The thing about temptation… is that it’s so hard to resist.
As I sit at my laptop, I am earnestly struggling against a host of temptations:
- I’m tempted to stop writing so I can check my email or read the news; or worse yet, fall into the bottomless pit of a Pinterest infinite scroll.
- I’m tempted to daydream as I look out the window, keeping watch on the movement of neighborhood squirrels and woodpeckers.
- I’m thinking maybe I could use a cup of tea…
I also struggle against temptations within my writing. It’s almost New Year’s and so there are a host of tempting clichés to choose from in my writing.
- There’s the perennial favorite: the top 10 list.
- There’s the decade in review.
- There’s the pedantic reminder that the decade doesn’t actually end until 2021, but even I refuse to be so finicky.
- There is the temptation that I have been struggling against since it first entered into my cliché-ridden brain from which I vow to abstain. I will not speak about having a “2020 Vision.” I leave that chestnut for a preacher even cornier and less creative than me (if one can be imagined).
It’s the time of year when we are supposed to be pledging to resist temptation in the year to come and to be better people. (Of course, one should make one’s resolutions quietly to oneself so there are no witnesses to remind us later of the many ways we have failed to fulfill our resolutions.)
Should I make a New Year’s resolution or two? Sure, why not? As self-improvement projects go, there’s plenty in my habits and character to keep me busy in 2020 and beyond. My previous lack of success shouldn’t prevent me from trying again. After all, any incremental improvement would be welcome, and the effort toward improvement may at least slow my gradual degeneration.
I’m trying to resist all those well-worn New Year themes and just invite you to remember that this time of endings and beginnings should be our natural habitat. As Christians, we believe that new life springs forth from empty tombs. There is no rising without descent. There is no resurrection that is not preceded by death.

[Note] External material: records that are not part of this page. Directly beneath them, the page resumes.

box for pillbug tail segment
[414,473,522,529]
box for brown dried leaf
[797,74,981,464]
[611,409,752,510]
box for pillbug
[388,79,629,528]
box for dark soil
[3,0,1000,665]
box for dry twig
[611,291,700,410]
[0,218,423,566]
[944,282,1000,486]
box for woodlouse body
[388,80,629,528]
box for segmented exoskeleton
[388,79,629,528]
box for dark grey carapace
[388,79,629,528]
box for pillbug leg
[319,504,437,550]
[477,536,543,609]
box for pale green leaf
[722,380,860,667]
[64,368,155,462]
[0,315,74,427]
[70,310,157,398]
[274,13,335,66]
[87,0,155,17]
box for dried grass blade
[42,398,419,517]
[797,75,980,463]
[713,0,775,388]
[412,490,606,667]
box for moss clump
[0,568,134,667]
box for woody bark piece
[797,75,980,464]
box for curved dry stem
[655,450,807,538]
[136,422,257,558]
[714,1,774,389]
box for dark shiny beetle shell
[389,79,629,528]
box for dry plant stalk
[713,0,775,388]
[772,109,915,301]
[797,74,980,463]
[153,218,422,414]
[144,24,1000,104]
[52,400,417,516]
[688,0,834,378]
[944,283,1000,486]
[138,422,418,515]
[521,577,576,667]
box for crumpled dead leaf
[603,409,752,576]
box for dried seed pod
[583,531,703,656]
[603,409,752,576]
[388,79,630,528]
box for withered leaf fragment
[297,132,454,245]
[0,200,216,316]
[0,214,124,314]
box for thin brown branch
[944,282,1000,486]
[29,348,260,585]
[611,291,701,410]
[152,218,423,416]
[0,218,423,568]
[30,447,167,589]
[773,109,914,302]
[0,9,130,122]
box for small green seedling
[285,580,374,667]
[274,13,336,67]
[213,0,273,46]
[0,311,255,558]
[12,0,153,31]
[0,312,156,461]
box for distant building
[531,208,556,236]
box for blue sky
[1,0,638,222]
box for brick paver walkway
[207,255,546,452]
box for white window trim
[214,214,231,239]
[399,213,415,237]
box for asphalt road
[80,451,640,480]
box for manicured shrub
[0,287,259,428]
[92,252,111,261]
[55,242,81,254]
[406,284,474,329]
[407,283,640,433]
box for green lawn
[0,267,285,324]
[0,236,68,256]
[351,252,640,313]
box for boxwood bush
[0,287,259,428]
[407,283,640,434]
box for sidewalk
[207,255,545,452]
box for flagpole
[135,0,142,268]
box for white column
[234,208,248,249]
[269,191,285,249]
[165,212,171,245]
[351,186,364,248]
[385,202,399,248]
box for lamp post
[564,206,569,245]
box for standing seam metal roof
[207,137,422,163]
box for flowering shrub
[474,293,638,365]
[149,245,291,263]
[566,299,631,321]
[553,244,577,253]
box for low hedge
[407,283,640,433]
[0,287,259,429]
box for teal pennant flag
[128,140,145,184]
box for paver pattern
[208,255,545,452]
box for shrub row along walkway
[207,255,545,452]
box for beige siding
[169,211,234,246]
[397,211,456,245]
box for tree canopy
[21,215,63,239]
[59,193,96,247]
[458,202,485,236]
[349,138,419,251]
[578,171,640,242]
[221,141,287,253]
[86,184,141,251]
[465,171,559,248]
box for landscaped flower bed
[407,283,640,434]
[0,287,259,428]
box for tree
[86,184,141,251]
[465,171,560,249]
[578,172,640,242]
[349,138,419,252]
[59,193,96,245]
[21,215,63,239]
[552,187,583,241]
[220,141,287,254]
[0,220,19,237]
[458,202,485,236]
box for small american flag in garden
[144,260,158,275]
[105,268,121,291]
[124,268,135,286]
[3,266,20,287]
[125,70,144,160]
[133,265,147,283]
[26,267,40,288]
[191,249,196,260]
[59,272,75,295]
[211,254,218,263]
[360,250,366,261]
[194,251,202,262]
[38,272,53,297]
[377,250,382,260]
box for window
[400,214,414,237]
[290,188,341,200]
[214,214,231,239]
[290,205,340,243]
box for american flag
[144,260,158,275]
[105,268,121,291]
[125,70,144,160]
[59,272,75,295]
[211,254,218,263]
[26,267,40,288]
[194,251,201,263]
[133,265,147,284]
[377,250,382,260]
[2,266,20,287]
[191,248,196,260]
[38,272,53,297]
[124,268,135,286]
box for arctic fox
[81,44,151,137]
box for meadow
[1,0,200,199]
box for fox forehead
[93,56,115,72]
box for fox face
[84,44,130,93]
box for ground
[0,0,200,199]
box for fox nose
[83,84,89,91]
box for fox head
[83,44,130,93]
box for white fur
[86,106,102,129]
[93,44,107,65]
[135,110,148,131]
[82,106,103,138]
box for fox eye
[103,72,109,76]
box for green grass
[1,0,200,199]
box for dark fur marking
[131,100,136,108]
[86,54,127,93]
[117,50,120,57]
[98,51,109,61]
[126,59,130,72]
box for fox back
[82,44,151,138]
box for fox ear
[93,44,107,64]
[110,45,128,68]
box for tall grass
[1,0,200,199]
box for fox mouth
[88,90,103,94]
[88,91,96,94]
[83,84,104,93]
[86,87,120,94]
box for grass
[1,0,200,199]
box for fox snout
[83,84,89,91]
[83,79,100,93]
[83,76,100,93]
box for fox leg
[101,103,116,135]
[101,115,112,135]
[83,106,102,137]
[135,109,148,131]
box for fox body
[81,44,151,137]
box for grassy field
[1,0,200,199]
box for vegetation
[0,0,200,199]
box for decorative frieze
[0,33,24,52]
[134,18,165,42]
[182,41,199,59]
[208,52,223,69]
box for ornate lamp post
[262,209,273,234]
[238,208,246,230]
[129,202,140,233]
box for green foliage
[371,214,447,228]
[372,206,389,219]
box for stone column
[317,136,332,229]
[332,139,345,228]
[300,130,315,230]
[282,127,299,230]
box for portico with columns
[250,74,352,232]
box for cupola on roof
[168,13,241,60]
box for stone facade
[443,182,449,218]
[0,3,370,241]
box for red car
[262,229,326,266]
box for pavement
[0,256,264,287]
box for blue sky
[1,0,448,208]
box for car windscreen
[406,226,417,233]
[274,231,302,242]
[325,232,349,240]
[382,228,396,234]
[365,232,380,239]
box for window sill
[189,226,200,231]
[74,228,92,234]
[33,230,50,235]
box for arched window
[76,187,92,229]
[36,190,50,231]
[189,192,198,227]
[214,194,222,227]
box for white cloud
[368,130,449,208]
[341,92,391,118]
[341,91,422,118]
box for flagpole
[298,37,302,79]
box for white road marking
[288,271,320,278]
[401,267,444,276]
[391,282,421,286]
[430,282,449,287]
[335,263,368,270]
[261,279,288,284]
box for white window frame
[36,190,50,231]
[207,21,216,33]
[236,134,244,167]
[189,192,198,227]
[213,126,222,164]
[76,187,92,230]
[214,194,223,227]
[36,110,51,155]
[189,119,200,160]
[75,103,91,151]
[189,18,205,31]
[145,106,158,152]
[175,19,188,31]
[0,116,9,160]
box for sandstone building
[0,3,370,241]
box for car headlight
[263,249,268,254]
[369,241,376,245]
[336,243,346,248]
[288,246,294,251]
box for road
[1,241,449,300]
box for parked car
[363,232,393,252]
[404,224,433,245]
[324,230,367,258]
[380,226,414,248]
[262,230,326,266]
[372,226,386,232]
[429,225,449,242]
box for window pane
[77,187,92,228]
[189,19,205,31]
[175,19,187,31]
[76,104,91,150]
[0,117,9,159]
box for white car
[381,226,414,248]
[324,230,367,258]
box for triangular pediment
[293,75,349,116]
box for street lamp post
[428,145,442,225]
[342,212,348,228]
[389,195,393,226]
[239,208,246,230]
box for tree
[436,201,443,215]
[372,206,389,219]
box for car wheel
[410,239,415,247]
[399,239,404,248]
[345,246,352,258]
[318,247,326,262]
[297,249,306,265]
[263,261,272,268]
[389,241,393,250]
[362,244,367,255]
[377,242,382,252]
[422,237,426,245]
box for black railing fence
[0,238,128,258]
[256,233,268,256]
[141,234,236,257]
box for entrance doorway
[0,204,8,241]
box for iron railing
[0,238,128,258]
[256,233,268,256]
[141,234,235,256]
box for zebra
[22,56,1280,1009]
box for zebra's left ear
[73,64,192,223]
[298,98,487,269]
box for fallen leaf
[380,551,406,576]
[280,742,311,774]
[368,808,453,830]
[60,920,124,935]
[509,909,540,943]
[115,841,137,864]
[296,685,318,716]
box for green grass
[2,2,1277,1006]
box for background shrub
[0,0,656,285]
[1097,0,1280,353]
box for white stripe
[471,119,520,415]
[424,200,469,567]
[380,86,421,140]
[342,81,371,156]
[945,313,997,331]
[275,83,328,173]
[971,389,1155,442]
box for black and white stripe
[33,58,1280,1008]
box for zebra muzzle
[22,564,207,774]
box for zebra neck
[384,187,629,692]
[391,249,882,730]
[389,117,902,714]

You may not be particularly eager to hold onto 2019, but we tend to cling to things as they are – even when they’re killing us. As people of Easter hope, we have to bravely let our old ways of thinking and living die. We must have the courage to risk setting aside our own self-understanding and allow a new story about us to be written.
I leave you with the words of a hymn that speaks to me about this life of endings and beginnings:
“In the cold and dark of winter there’s a spring that waits to be, unrevealed until its season, something God alone can see.”
Prayer: God of life, as we come to the end of another year, another day, another breath, we look to your life at work in us to make us new. Amen.